Mais cette poésie, inspirée des vieux troubadours provençaux reste forcément artificielle, monotone, étroite d’idées. Les mêmes thèmes sont développés dans plusieurs pièces : les souffrances des amoureux de l’observance, — lisez des amans, — les chevauchées dans la forêt de Longue Attente. Charles écrit :


En la forest de Longue Attente,
Par vent de Fortune dolente,
Tant y vois abatu de bois
Que, sur ma foye, je n’y congnois
À présent ne voye, ne sente (sentier).


Philippe Pot compose ce rondeau :


En la forest de longue attente
Ou mainte personne est dolente,
Espoir me promist de donner
Se bien vouloye cheminer
Ce qui tous amoureux contente.
J’ay tout mis cueur, corps et entente
À traverser chemin et sente
Pour cuider ce grant bien trouver
En la forest…
Mais d’une chose je me vente
Que j’ay eu tous les jours de rente
Pour ma queste parachever
Peine et ennuy sans conquester
Riens sinon deuil qui me tourmente
En la forest…


Je ne crois pas que les vers de Charles d’Orléans reflètent sa vie. S’il a partagé les angoisses et les joies communes à tous les hommes, ses œuvres n’offrent pas un caractère de vérité intime. Les ballades du « Poème de la Prison, » pas plus que les rondeaux du « Livre de Pensée, » ne traduisent des sentimens éprouvés par le poète, « de son printemps à son hiver. » Ce sont des exercices de pensée ou de langage, très gracieux et subtils, précieux et artificiels, nés de la vieille rhétorique du moyen âge. Cette poésie n’apporte donc pas un élément nouveau dans notre littérature. Si l’on veut entendre des accens vraiment lyriques, précurseurs de la poésie moderne, il faut délaisser ces aimables divertissemens et relire l’œuvre de François Villon.

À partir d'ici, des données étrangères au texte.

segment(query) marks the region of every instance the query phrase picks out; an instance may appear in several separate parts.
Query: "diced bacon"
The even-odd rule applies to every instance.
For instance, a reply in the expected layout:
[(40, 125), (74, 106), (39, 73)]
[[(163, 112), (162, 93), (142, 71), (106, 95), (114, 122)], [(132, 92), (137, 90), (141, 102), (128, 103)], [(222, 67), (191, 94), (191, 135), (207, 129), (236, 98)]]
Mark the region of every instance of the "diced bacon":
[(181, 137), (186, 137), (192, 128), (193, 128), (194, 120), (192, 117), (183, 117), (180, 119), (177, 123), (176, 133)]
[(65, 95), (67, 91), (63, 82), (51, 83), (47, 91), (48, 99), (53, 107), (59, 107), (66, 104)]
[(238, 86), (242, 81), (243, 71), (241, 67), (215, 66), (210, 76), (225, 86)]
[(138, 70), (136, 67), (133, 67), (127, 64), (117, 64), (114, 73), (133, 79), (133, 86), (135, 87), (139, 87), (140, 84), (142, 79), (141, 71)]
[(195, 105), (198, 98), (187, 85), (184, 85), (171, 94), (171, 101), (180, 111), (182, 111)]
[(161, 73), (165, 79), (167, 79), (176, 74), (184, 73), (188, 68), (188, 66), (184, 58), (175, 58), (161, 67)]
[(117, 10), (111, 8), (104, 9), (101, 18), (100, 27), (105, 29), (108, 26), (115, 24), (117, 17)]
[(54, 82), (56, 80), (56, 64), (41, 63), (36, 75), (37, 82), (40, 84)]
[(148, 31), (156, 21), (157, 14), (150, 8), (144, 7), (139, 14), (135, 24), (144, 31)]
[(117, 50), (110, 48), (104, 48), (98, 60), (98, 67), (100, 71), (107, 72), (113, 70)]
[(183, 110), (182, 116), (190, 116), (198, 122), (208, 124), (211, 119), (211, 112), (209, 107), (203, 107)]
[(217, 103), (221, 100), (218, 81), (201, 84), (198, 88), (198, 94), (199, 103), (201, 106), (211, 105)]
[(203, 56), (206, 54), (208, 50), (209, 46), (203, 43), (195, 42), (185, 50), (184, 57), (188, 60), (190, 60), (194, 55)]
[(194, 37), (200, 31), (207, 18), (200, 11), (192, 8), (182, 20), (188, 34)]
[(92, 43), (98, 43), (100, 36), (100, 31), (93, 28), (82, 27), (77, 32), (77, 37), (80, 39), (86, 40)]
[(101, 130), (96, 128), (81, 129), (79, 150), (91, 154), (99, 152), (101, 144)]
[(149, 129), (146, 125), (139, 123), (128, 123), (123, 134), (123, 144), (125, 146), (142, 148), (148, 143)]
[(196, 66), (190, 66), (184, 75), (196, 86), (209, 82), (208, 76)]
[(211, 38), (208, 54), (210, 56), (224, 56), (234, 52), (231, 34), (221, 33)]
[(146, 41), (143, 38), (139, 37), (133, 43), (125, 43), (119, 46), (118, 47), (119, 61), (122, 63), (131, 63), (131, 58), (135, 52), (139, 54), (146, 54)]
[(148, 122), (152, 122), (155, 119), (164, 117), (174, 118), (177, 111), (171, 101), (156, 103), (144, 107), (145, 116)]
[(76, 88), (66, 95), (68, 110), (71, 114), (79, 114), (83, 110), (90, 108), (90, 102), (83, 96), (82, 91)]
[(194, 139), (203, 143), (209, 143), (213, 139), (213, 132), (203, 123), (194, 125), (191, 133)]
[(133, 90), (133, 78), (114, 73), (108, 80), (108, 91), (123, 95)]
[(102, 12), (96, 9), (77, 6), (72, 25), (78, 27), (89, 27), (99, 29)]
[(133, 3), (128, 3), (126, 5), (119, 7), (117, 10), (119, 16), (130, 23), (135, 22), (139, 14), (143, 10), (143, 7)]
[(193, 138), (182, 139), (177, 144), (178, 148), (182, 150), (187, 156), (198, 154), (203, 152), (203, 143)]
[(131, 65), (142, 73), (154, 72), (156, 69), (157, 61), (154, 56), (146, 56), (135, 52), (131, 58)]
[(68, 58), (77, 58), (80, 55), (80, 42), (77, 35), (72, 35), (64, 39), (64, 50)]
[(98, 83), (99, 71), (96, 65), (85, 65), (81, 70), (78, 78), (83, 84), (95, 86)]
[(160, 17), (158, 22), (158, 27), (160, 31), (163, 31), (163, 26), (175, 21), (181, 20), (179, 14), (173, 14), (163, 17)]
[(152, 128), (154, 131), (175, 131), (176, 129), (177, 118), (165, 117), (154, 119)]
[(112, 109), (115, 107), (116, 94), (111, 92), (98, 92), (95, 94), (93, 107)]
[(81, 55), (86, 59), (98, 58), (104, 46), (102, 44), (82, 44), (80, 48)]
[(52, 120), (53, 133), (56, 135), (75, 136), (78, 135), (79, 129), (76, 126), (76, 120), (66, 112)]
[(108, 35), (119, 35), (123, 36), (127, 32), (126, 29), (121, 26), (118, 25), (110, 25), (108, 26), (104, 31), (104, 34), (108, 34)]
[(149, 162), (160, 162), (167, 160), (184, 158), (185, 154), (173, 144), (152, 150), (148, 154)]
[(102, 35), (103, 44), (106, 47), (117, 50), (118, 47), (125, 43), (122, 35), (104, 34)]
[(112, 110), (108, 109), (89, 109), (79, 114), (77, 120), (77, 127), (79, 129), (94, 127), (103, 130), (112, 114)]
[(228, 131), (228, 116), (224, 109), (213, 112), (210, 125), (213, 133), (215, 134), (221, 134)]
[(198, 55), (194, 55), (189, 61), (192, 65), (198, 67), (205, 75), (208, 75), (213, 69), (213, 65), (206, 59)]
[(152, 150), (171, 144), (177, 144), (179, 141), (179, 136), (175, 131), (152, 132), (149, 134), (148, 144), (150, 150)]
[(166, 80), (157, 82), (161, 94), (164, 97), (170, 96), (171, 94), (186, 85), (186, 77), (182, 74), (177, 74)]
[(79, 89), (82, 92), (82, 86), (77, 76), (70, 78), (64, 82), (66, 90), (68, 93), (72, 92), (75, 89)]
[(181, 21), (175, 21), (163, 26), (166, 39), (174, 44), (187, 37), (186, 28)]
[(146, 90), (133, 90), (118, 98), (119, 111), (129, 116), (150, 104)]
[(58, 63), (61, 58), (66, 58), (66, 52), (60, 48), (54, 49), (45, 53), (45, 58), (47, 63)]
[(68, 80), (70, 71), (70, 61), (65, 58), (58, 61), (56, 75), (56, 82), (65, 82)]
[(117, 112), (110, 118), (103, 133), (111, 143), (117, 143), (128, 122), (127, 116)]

Aussi bien est-ce là le nouveau souci du jeune historien que nous félicitons pour son zèle à éclairer, par de beaux ouvrages d’érudition, cette sombre nuit du XVe siècle.


RAYMOND DE VOGÜE.

  1. Vie de Charles d’Orléans (1394-1465), par Pierre Champion, 1 vol. in-8, orné de planches ; librairie Honoré Champion ; ouvrage couronné par l’Académie française, 2e prix Gobert.